His Highness, therefore, could not, in the orders he issued, abandon the care and protection which he is supposed to have for institutions consecrated by religion and custom. For this reason the orders he has always given were intended to authorize the government’s employés not to free all the slaves who might claim their liberty, but only those who may have suffered cruel treatment on the part of their masters, whether they presented themselves or whether they asked for their freedom through some other person.

The local authorities are obliged, in such cases, to inquire as to the truth, and once the maltreatment is proved the freedom is given.

I must not conceal from you that this measure conflicts somewhat with the religious law, which prescribes that the slave, when ill-treated, has only the right to ask that he shall be sold to another master. But, on the other hand, from the religious precepts prescribing kindness on the part of masters toward their slaves, and in the midst of a people possessing good and gentle manners, it may be inferred, without exciting any hostile feeling, that the slave is legally free the moment the benevolent precepts of the religious law are not applied to him.

I therefore repeat that the spirit of the Khedive’s orders is that the local authority shall interfere and set free all slaves who may claim their freedom on the ground of ill-treatment, the moment the ill-treatment is proved, regardless of the owner’s claim to be indemnified for his loss.

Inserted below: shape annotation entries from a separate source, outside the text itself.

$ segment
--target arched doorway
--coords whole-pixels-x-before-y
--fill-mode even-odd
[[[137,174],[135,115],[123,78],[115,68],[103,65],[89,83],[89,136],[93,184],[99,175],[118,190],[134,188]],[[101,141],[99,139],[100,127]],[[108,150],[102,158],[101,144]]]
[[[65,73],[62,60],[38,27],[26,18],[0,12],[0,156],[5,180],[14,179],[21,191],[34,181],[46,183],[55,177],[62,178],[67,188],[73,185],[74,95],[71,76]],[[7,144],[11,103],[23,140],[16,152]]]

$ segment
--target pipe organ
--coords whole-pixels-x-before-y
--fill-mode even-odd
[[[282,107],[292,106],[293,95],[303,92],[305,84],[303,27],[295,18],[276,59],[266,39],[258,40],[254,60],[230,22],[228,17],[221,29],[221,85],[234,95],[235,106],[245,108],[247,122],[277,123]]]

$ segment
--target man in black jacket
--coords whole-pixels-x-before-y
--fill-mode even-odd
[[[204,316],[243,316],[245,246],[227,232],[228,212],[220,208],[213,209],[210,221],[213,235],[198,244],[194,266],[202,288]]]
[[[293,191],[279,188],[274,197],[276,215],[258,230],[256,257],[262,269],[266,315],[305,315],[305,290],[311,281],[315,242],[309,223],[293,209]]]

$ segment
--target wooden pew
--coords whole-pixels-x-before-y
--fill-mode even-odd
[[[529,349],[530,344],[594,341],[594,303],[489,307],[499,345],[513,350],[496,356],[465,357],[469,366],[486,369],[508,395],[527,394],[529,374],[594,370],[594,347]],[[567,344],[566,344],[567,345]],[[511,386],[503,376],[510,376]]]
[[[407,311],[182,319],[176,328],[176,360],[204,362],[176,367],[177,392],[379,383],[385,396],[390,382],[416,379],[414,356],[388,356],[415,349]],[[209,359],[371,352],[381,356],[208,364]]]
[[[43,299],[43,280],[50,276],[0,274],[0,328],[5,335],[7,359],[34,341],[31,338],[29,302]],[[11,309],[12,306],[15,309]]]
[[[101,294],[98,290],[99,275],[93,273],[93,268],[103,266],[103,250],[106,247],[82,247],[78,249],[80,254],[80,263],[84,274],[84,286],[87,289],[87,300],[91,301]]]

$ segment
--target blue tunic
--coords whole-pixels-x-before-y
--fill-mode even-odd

These orders certainly will not nor cannot bring to an end the institution of slavery in Egypt. This institution can only be made to disappear by the complete abolition of the slave-trade, and the complementary measures, of which His Highness has spoken to you as well as to his excellency the embassador of Her Britannic Majesty at Constantinople.

I believe, Monsieur 1’Agent, that I have fully answered your dispatch, and also the desire you have verbally expressed to me, and in the hope that these explanations will be of a nature to dissipate all misunderstanding, I have the honor to beg you to accept the expression of my highest consideration.


Hon. Mr. Vivian,
Her Britannic Majesty’s Agent and Consul-General in Egypt.

  1. These three hundred slaves were only a small part of the number liberated at Mansourah; in all 1,700 were liberated within a month, as mentioned in my dispatch No. 128.—R. B.